Она замолчала и рассмеялась.
— Не говорите Тремьену. Не говорите Перкину. Я немного подожду, чтобы убедиться наверняка. Но я уверена. Этим объясняются многие странные ощущения, которые я испытывала на прошлой неделе, например зуд в сосках. Мои гормоны, должно быть, бунтуют. Не могу этому поверить. Мне кажется, я взорвусь.
Я подумал, что никогда раньше не видел такой неподдельной радости, и был чрезвычайно рад за Мэкки.
— Вот это открытие! — продолжала она. — Будто глас ангельский... если это не богохульство.
— Повремените с окончательным выводом, — осторожно сказал я.
— Не будьте глупеньким. Я знаю. Неожиданно она опустилась на землю:
— Тремьен, должно быть, сходит с ума, что нас нет.

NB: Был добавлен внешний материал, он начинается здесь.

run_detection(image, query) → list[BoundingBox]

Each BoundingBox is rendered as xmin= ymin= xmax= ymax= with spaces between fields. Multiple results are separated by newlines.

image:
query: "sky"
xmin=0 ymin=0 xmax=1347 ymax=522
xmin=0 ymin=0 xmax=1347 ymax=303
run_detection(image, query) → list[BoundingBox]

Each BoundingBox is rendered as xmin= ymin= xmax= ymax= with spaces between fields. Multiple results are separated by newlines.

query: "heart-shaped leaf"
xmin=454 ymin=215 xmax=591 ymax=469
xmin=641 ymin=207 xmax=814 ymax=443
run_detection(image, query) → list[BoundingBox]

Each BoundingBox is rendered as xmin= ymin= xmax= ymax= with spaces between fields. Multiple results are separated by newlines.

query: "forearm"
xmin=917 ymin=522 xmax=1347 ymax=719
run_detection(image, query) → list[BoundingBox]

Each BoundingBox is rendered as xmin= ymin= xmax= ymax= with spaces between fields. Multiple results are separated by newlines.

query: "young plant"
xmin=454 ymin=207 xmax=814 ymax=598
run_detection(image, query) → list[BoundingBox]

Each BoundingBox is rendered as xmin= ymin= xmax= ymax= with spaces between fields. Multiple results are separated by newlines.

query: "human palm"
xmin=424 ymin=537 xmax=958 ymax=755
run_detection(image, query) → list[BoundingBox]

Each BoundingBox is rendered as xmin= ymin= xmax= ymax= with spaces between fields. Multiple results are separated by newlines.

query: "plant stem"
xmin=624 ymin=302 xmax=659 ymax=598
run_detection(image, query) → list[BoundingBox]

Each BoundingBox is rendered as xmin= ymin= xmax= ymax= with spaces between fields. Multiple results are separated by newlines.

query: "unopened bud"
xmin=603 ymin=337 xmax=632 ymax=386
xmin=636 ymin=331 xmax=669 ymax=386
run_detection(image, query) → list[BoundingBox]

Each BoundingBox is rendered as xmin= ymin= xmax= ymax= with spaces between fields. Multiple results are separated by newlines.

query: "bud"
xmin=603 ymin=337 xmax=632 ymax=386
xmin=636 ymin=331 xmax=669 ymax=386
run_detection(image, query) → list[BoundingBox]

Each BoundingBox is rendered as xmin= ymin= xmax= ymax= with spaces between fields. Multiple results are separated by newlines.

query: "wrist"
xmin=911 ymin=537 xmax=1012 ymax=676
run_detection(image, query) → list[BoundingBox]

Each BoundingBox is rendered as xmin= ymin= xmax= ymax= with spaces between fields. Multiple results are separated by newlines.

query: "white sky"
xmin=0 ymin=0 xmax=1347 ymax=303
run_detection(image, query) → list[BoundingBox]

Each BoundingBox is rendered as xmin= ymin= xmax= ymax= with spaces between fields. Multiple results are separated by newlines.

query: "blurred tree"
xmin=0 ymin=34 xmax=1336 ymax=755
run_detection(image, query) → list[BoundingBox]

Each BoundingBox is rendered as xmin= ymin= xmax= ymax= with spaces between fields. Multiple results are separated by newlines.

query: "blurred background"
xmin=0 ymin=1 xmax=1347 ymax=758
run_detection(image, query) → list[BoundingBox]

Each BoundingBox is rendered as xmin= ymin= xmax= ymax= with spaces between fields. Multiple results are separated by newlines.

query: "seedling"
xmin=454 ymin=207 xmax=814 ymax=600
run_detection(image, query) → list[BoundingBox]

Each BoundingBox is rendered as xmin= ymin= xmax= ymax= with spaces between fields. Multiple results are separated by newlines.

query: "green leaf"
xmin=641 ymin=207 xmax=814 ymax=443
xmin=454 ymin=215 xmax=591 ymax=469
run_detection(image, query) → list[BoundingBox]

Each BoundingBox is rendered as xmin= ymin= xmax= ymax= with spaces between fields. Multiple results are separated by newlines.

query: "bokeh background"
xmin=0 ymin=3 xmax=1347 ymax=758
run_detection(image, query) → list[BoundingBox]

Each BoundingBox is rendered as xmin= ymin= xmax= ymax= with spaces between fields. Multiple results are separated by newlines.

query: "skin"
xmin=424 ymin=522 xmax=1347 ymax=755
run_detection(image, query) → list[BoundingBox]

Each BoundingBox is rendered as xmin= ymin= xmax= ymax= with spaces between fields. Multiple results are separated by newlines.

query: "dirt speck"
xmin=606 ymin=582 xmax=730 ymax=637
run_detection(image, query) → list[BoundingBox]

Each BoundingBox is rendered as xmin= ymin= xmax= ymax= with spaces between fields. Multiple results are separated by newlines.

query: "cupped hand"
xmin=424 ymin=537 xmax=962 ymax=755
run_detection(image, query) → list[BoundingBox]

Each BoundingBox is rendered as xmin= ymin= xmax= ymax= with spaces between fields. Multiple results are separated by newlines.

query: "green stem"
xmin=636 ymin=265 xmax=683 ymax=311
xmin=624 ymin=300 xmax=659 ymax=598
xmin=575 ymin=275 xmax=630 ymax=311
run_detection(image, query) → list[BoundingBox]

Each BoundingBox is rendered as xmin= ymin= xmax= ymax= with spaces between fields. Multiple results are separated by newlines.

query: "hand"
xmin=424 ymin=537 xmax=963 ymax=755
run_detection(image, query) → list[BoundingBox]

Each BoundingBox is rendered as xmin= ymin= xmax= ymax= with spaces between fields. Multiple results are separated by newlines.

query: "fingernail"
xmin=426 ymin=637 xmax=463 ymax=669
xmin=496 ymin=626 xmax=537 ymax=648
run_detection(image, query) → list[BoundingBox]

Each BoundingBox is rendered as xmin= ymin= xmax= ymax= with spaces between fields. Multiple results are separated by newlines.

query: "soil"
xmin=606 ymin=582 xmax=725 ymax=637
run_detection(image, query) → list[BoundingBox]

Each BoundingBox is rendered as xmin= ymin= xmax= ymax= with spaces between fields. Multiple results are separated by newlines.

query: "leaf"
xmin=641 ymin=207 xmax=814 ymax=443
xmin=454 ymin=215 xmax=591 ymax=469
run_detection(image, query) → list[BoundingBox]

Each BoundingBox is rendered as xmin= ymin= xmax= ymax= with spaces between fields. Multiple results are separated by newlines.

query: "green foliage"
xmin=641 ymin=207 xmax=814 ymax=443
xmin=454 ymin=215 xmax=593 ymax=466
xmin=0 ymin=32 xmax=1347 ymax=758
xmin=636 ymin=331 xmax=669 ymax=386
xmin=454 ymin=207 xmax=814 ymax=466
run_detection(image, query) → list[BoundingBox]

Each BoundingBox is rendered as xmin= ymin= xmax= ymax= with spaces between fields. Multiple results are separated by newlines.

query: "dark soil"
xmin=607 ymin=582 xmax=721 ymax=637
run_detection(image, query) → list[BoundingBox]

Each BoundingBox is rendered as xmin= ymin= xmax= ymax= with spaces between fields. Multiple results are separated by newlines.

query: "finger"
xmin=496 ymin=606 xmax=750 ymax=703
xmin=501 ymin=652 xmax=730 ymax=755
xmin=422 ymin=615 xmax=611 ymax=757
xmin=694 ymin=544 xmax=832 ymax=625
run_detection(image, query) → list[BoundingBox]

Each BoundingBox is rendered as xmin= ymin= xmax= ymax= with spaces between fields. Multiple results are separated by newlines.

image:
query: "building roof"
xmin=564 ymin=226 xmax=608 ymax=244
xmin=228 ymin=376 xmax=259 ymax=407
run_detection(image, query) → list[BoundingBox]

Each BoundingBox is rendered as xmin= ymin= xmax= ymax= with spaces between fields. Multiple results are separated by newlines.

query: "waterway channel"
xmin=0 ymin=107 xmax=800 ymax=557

— Я поскачу к нему и скажу, что вы нездоровы и должны возвращаться домой.
— Нет, ни в коем случае. Я в порядке. Никогда в жизни не чувствовала себя лучше. Все великолепно. Подсадите меня.
Я сказал, что ей необходим отдых, но она категорически отказалась. В конце концов мне пришлось уступить ее — настойчивости — я аккуратно приподнял свою спутницу и усадил в седло, сам же вскарабкался на широкую спину Обидчивого. Как ни в чем не бывало она натянула поводья и, оглянувшись, чтобы убедиться, следую ли я за ней, средним кантером поскакала по дорожке. Я присоединился к ней, надеясь, что весь путь мы будем выдерживать этот темп, но, как только я догнал ее, она немедленно увеличила скорость; осадить коня у меня не хватило бы опыта — мог бы запросто вылететь из седла, поэтому, прижав руки к холке Обидчивого, как учила Мэкки, я понесся вслед, положившись на удачу.